借金しても、体売っても何しても。ぼびーに金を使いたかった 。俺言ったじゃん。

無理しがちなお前に 、

なんで も遠慮せずに頼れって。何回も何回も。 何しても、お前が幸せなら良かった。少しの欲を言うなら俺の隣で笑っていて欲しかった。それ以外、何も望んでなかったのに。 活動も、大きな大きな 目標だった。でも第1はお前だって。どうしてもっと伝えてなかったんだろう。 活動活動になってしまっていたのは気付いていた。お前の顔色が悪いのも分かったのに、 どうしてここまで重要な ことに気付けないのかな。

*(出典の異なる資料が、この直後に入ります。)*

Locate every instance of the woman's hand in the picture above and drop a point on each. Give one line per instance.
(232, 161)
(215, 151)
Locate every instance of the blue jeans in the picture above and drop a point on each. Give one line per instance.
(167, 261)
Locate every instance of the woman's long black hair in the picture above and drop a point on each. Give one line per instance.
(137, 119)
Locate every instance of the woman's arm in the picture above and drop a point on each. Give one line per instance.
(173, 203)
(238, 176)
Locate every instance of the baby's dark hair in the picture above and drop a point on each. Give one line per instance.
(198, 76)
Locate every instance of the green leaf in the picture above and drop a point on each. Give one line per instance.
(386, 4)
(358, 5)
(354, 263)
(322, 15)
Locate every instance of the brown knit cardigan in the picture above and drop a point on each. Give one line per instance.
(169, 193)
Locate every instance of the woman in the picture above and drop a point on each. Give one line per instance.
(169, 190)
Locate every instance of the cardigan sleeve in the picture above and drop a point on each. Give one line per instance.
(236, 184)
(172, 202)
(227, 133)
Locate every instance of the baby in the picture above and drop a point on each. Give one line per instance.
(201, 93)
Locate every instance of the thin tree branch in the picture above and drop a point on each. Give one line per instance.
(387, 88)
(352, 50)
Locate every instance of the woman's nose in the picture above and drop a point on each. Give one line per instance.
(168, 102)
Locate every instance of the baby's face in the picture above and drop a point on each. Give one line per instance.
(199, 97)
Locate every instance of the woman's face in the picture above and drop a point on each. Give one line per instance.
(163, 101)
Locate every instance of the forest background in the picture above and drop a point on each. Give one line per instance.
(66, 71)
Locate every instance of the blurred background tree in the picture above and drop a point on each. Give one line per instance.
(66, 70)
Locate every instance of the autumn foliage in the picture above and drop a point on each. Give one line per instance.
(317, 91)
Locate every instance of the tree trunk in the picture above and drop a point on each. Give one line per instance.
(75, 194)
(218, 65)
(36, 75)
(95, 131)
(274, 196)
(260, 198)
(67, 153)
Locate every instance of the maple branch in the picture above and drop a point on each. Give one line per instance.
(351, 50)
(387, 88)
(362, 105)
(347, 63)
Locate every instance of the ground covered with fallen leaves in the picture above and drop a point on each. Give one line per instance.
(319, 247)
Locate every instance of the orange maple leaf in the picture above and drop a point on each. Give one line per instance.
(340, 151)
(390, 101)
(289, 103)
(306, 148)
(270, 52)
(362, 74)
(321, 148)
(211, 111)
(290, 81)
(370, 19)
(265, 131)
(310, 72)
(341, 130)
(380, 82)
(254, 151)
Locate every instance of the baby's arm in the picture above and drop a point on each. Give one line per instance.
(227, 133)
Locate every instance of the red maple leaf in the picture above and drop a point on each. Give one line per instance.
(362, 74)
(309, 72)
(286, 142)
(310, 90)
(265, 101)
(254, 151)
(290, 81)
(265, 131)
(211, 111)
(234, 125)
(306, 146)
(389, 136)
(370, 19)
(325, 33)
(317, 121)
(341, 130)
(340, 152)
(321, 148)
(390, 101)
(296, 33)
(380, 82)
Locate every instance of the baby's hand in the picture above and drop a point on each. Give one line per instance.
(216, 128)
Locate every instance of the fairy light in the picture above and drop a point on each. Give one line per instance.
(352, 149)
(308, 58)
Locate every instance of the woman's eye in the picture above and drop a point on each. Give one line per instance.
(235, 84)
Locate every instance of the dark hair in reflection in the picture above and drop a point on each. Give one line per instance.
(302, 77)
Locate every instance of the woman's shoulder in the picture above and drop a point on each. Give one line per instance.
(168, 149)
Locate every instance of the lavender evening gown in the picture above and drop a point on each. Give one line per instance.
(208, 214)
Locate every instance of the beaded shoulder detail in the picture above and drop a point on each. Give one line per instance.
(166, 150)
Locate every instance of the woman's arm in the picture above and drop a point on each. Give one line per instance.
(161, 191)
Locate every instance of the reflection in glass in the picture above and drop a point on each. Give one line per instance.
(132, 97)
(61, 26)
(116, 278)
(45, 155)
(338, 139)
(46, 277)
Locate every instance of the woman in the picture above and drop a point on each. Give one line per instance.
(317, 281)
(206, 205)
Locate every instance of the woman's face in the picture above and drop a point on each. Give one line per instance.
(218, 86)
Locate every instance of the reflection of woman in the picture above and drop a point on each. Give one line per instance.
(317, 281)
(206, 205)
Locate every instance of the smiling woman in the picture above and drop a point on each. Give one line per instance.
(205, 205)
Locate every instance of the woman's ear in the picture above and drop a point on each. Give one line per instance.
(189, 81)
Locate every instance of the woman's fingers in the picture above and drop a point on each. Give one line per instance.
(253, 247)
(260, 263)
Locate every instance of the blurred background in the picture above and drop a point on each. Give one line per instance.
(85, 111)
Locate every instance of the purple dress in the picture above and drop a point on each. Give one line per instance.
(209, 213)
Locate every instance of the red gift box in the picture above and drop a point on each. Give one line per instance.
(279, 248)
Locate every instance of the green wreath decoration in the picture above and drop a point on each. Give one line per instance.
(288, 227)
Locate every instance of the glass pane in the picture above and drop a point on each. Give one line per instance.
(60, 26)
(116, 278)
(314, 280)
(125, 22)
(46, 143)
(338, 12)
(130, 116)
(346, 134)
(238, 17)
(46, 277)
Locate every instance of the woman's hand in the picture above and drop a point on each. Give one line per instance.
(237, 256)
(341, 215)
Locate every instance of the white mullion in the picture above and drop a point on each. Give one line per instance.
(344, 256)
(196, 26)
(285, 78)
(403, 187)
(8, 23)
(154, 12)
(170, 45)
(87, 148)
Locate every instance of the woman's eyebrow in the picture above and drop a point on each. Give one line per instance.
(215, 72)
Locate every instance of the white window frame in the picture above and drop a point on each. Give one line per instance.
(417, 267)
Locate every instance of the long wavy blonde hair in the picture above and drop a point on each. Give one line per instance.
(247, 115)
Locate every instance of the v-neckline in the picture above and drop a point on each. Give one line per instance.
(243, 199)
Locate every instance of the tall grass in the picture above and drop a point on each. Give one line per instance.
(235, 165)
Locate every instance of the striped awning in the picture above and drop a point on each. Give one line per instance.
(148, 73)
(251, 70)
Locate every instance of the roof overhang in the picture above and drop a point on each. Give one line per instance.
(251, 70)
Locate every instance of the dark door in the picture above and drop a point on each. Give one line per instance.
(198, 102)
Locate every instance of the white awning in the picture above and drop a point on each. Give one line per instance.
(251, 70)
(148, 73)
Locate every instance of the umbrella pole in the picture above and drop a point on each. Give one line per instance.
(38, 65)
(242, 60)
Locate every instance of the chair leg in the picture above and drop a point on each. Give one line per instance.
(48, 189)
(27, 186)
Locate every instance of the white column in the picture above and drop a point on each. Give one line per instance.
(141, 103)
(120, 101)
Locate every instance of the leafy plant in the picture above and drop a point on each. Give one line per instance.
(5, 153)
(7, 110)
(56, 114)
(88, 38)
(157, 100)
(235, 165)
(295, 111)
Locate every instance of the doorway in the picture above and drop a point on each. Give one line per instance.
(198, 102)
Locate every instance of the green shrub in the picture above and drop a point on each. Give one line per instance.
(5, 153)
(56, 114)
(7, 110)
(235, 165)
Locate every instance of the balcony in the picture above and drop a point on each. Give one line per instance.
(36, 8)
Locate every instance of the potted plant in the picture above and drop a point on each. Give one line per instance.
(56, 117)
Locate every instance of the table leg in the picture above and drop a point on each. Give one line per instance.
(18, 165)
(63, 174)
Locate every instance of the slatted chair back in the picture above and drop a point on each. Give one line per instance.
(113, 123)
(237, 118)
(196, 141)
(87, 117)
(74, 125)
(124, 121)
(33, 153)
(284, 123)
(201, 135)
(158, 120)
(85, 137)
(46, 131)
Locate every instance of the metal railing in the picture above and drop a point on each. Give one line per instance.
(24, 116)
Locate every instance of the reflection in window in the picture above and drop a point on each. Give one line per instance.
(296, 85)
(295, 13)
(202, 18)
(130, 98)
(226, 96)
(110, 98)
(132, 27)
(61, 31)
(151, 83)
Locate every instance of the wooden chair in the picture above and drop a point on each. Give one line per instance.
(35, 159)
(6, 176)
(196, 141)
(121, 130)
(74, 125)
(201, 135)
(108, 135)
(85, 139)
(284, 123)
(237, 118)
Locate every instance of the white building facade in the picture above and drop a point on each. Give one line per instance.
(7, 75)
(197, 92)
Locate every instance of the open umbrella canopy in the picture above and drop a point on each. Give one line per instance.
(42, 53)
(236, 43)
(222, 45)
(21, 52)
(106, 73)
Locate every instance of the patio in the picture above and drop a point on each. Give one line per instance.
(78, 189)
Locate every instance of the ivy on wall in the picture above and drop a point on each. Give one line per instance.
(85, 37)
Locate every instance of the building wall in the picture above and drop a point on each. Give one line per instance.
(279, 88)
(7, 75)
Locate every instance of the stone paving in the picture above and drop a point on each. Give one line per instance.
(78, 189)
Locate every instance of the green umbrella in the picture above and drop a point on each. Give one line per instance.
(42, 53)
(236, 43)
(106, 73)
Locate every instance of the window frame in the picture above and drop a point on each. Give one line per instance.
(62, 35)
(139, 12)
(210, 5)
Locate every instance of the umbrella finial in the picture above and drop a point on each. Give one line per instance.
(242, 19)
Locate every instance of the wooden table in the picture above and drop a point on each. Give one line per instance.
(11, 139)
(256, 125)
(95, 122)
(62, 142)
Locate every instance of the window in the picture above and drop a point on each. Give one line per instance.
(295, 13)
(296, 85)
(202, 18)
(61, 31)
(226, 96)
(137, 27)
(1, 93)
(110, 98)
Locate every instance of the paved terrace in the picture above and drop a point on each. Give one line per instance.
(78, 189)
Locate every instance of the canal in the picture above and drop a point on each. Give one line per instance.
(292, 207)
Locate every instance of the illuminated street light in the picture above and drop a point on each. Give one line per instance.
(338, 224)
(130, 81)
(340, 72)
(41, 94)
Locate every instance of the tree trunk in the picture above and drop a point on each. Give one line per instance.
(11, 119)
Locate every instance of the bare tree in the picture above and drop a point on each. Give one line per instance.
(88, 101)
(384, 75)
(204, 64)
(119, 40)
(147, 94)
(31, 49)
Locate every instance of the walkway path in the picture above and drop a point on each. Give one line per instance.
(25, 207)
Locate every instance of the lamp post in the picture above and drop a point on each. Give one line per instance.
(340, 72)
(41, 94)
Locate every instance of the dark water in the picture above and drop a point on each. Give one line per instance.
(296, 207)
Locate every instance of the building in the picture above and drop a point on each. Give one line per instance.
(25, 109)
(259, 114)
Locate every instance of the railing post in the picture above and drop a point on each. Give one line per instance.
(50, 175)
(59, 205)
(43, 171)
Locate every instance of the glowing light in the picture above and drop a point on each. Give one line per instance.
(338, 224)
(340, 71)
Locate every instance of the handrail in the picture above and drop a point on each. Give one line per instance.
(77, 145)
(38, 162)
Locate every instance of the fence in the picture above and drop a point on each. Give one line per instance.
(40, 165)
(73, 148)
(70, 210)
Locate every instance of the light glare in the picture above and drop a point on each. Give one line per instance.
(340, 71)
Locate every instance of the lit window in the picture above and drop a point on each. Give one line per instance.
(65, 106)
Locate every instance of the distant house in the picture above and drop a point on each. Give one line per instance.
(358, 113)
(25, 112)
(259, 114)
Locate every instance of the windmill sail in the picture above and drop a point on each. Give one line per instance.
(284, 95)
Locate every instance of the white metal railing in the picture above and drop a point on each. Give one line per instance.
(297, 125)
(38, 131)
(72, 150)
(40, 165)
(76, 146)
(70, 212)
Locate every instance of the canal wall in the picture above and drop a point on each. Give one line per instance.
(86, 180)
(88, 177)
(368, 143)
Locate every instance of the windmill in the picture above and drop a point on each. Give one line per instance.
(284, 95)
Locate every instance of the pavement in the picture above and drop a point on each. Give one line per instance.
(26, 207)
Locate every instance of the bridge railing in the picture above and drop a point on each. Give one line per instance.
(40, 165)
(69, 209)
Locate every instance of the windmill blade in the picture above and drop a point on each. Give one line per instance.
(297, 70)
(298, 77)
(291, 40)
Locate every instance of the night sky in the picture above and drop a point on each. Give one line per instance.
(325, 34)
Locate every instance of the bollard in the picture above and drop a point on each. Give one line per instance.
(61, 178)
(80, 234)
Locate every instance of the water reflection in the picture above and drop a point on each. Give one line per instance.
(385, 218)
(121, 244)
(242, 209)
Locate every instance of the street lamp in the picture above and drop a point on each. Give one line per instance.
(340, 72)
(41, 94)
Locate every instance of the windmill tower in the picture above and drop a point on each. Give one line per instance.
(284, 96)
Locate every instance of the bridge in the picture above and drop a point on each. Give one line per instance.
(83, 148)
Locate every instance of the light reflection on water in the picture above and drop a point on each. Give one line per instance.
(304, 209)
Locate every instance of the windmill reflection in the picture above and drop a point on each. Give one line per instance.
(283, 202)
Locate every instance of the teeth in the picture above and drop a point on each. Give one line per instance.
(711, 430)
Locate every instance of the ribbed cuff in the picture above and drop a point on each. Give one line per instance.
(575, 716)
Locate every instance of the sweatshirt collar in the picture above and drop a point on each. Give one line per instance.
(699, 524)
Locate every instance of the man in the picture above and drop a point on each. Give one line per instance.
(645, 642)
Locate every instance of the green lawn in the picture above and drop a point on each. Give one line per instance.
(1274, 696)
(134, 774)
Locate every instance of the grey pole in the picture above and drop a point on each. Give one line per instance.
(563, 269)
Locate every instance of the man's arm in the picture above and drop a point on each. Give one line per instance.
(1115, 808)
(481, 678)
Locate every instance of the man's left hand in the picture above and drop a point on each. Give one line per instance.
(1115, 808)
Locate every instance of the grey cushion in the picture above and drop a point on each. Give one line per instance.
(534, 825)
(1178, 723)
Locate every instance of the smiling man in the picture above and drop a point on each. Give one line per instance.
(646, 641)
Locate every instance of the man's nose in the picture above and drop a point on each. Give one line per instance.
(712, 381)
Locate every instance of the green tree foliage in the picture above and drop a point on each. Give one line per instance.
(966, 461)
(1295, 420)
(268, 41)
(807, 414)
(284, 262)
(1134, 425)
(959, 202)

100万行くのは、 お前と行きたかったんだよ。 お前と、俺とで。2人で。 2人でだよ、 言ったじゃん、何回も。お前が幸せならそれでいいって。

はぁ、おかしいなぁ。  


ふらつく意識の中俺は ぼびーの手を握る。

そして 一言だけ、



「    愛してる。    」

そう告げた。  冷たくて冷たくて、 酷く怖かった。 もし、来世があるなら。

僕、もついでに。ぼびーを幸せにしてあげてください  。お願いします。